Affascinante itinerario nel mistero del passato
di PIPPO LO CASCIO
Grazie alle antiche indagini ed alle numerose e recenti
scoperte in quasi tutte le grotte ed i ripari del comprensorio del monte
Gallo, si è accertata una capillare frequentazione preistorica, che copre
un ampio arco di tempo che va dal Paleolitico all'Età del Rame, periodo
corrispondente a circa 100 secoli. E' doveroso citare gli studiosi che
hanno dato un determinante apporto alla conoscenza del territorio ed alla
diffusione delle scoperte archeologiche; il barone Anca che nel 1859
effettuò i primi scavi alla grotta Perciata alla Fossa del Gallo, il
Gemmellaro che esplorò le grotte del Capraio e delle Vitelle, il medico
madonita Minà Palumbo cui va il merito di avere collocato, già nel 1869, le
coordinate crono-tipologiche del materiale in maniera abbastanza adeguata
per l'epoca in cui operò, il francese Raymond Vaufrey, direttore del
prestigioso Museo de l'Homme di Parigi, il tedesco Ferdinand von Andrian ed
infine Teodosio De Stefani, che compì numerose ricognizioni di superficie,
al fine di accertare, descrivere e censire la grossa potenzialità storica
ed archeologica del
comprensorio. Lungo i tredici chilometri del tormentato
periplo montano del Gallo, si contano oltre una ventina tra grotte e
ripari, utilizzati da comunità antropiche e decine di siti archeologici di
età storica, che abbracciano vari periodi. I principali
mezzi di sussistenza delle popolazioni paleolitiche erano
la pesca, la caccia, la raccolta di radici e di molluschi, i cui resti si
trovano frammisti agli utensili di vita quotidiana. Le grotte più note sono
quelle prospicienti il mare che lambisce l'an-
anfiteatro naturale della Fossa del Gallo e che sono
comunemente indicate con il nome di grotte della Marinella. Agli eruditi
del passato si riconosce anche il merito di avere dato i natali alla
paletnologia siciliana e di averle considerate capisaldi della letteratura
paletnologica europea assieme alle grotte dell'Addaura ed a quelle di San
Teodoro, in provincia di Messina. Le grotte della Marinella sono sei,
poiché alle cinque già note in antico e cioè: la grotta delle Vitelle o
Magaru, la grotta Perciata, la grotta del Capraio, la grotta Regina nota
per la presenza di un santuario fenicio-punico e la grotta dei Vaccari, se
n'è aggiunta una sesta, recentemente scoperta dallo scrivente, cui ha
imposto il nome di "grotta della Caramula".

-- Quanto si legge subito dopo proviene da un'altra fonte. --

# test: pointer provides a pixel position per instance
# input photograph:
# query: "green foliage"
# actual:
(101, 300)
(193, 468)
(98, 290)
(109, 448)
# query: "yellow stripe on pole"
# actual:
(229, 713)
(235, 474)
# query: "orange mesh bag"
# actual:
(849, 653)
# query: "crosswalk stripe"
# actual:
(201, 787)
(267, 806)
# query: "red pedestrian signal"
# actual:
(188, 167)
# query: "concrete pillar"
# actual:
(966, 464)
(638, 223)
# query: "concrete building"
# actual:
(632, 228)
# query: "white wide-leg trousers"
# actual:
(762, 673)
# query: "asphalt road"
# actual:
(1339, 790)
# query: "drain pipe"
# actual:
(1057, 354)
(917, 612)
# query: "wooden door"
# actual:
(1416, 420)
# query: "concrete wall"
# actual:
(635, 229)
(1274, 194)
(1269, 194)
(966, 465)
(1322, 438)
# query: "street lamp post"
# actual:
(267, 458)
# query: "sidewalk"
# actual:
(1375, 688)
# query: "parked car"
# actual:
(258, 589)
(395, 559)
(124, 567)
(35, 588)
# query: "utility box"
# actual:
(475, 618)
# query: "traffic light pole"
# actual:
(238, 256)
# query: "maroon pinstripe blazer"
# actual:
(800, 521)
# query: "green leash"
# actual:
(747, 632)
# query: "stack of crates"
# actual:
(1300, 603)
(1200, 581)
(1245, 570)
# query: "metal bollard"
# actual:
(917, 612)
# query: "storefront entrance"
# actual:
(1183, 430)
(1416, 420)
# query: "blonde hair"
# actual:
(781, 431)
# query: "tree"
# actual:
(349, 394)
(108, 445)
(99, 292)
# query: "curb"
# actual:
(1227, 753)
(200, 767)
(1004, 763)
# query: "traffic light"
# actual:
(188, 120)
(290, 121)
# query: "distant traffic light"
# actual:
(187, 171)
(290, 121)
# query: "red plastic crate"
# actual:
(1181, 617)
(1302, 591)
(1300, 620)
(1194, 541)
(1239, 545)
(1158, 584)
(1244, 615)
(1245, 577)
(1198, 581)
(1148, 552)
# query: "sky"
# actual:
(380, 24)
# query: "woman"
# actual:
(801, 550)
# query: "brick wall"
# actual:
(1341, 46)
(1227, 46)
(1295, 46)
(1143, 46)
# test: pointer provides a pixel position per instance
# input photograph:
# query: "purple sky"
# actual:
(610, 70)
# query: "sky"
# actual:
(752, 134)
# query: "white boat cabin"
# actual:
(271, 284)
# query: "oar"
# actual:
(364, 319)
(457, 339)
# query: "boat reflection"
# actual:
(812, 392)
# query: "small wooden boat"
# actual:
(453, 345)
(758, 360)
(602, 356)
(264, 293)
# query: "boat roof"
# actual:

Percorrendo da Oriente ad Occidente la fascia pedemontana
del massiccio, dall'estrema punta del Capo in direzione del borgo di
pescatori di Mondello, appena superato l'edificio militare del Faro o
Lanterna, si è in località Coda di Volpe alla "Fossa", dove è stata
scoperta la grotta della Caramula, il cui talus è ricco di frammenti
ceramici ascrivibili alle facies della Conca d'Oro e di Thapsos, culture
che si fanno risalire rispettivamente all'Età del Rame ed alla media Età
del Bronzo. Lo stretto e lungo cunicolo dell'antro si apre a circa metri
220 s. I. m. e si manifesta ai visitatori con una grossa fenditura
nell'alta falesia del monte, una vera e propria faglia, mentre al suo
interno si osservano numerosi massi prodotti da frane staccatisi dall'alta
volta e che in parte occupano il piano di calpestio. Tra i reperti più
importanti, figurano parti di ollette globulari con orli lievemente
estro-flessi e piccole anse verticali a nastro impostate al di sotto degli
orli. Sempre a mezza costa si aprono le cinque famose grotte di cui abbiamo
accennato e di cui tanto si è parlato e si è scritto, soprattutto in testi
scientifici e divulgativi. Nella proprietà Leone ai piedi dell'alta
falesia, sono stati localizzati alcuni talus e ripari sotto roccia, tra cui
quello più importante è rappresentato dal riparo del Cane, un piccolo
aggetto che conserva tracce di interesse paletnologico. Tra i frammenti
ceramici sono riconoscibili alcune parti di ollette e di ciotole
ascrivibili al Paleolitico superiore. Percorrendo la costa, poco oltre il
centro abitato di Mondello, si trova un incavo sotto roccia denominato
riparo Calpumio, che rimane nascosto alla vista dalla sottostante strada
costiera. Tra gli sfabbricidi a ridosso della parete sono state rinvenute
poche tracce di manufatti litici e di frammenti ceramici, ma diagnostici al
fine della loro datazione. Tra la trazzera di Coda di Volpe, un'antica
arteria che conduce da Mondello in cima al monte e la proprietà Leone, si
aprono la grotta Bianca e la grotta dell'Acqua. Lungo i bordi delle pareti,
che risultano le parti meno rimaneggiate, si rinvengono lame e raschiatoi
in selce ai buona fattura. Tra le scoperte osteo-logiche più significative,
sono quelle di erbivori, come il Cervus elaphus e l'Ovis vel capra, che
presentano la caratteristica di essere spezzate longitudinalmente,
probabilmente per estrarne il midollo. Durante la costruzione di una nuova
strada che collega il quartiere Z. E. N. (Zona Espansione Nord) alla
borgata di Tommaso Natale, in prossimità di un orto dove affiora un banco
di calcarenite, è venuta alla luce una parte di una tomba a forno, che
faceva un tempo parte della non più esistente "necropoli Scalea-Santocanale"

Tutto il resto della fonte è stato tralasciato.